Home Assistant OS 14 breaks NVMe SSD usage on RPi5

Hello,

I use a Raspberry Pi 5 8 GB with Argon NEO 5 M.2 NVME PCIE Case and an NVMe SSD. There is no microSD card in my setup. RPi boots directly from SSD. The last HA OS <14 works well. My last HA OS working properly was 13.2.

After upgrading to HA OS 14.0 my HA seems to be unresponsible. I tried many restores and flashed the SSD new. Again and again. Nothing worked. So I attached HDMI monitor and keyboard and saw lots of I/O errors.

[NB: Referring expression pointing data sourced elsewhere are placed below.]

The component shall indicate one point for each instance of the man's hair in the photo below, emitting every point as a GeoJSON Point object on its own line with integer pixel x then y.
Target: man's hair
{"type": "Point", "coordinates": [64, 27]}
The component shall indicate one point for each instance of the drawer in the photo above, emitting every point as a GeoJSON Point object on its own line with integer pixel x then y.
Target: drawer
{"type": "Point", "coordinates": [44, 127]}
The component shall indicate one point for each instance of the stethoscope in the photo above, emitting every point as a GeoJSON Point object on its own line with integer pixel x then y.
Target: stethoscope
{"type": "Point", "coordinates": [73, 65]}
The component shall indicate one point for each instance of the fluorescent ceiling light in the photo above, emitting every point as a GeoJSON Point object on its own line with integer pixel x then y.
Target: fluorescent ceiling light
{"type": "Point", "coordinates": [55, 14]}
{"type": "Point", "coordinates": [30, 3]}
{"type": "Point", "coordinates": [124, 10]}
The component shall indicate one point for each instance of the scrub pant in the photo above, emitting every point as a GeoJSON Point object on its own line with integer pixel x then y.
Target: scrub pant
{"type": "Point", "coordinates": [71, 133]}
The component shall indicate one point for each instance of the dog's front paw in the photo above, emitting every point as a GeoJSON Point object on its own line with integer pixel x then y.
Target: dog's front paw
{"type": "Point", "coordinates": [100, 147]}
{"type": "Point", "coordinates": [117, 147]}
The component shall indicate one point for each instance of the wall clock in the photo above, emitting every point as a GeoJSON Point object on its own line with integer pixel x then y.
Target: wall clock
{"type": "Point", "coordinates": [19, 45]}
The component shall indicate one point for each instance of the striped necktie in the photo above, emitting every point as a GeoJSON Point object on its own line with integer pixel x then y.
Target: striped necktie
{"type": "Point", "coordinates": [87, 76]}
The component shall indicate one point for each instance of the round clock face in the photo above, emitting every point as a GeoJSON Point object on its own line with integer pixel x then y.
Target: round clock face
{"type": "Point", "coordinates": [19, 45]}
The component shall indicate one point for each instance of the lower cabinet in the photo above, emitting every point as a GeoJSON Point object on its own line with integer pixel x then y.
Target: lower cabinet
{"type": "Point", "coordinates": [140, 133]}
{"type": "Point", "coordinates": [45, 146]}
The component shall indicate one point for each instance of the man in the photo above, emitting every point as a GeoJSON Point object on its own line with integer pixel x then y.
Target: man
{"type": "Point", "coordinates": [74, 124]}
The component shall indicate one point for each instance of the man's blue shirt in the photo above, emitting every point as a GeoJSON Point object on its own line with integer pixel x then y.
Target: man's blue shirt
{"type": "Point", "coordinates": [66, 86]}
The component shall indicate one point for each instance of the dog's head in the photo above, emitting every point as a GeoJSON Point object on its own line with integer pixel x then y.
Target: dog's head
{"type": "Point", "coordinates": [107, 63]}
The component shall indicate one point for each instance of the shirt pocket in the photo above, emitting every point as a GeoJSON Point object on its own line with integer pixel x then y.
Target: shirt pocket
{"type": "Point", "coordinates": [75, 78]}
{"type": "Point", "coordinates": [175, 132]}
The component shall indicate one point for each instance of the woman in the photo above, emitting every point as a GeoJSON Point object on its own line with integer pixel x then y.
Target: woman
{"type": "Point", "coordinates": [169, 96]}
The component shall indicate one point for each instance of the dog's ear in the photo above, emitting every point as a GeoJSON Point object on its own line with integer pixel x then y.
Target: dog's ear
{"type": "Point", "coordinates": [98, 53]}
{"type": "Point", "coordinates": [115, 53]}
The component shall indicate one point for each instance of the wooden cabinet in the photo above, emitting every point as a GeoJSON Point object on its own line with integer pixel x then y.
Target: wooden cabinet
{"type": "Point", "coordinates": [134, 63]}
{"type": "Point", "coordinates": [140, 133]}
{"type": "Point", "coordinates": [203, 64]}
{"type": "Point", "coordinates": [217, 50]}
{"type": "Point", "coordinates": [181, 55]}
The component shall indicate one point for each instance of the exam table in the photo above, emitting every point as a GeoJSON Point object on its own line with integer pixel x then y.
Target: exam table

I/O error, dev nvme0n1, sector xxx op 0x0:(READ) flags 0x80700 pys_seg 1 prio class 2
Buffer I/O error on device nvmp0n1p8, logical block xxx
Aborting journal on device nvme0n1p8-8.
JDB2: I/O error when updating journal superblock for nvme0n1p8-8
EXT4-fs error (device nvme0n1p8) in ext_4 reserve_inode_write:570: Journal has aborted

So I thought my SSD is bad and took another one, flashed with HA OS 14.0 and had the same errors.

So I downloaded Home Assistant OS 13.2 and flashed this to the SSD. And this works without I/O errors, until I upgrade from 13.2 to 14.0 or to 14.1.

Any Ideas how to fix the I/O erros wirh HA OS 14+?

1 Like

Hi, I have the same issue. I don’t tried to restore previous versions but the issue appeared around the new versions you commented. In my case I already tested the disk and it’s healthy.

I am stuck with the same problem here! I will try it your way downloading the 13.2 Version and restore from Backup. Thank you for evaluating this.

1 Like

Not happening anymore. I also noticed a CMA out of memory problem messages. I followed the last post on: Raspberry Pi 5 with HassOS booted from nvme SSD shows cma_alloc errors in dmesg at startup · Issue #3214 · home-assistant/operating-system · GitHub by booting from sd card and modifying the config.txt on the mounted nvm drive.
Since then I have not experienced this error message any journal breaks anymore.
So it might was just a follow up problem by misconfiguration of the Raspi5 with its ssd, now using more memory in the new core.

I hopefully fixed the issue the following steps. In order not to make the time-out too long, I have done everything together that I think could be connected with it.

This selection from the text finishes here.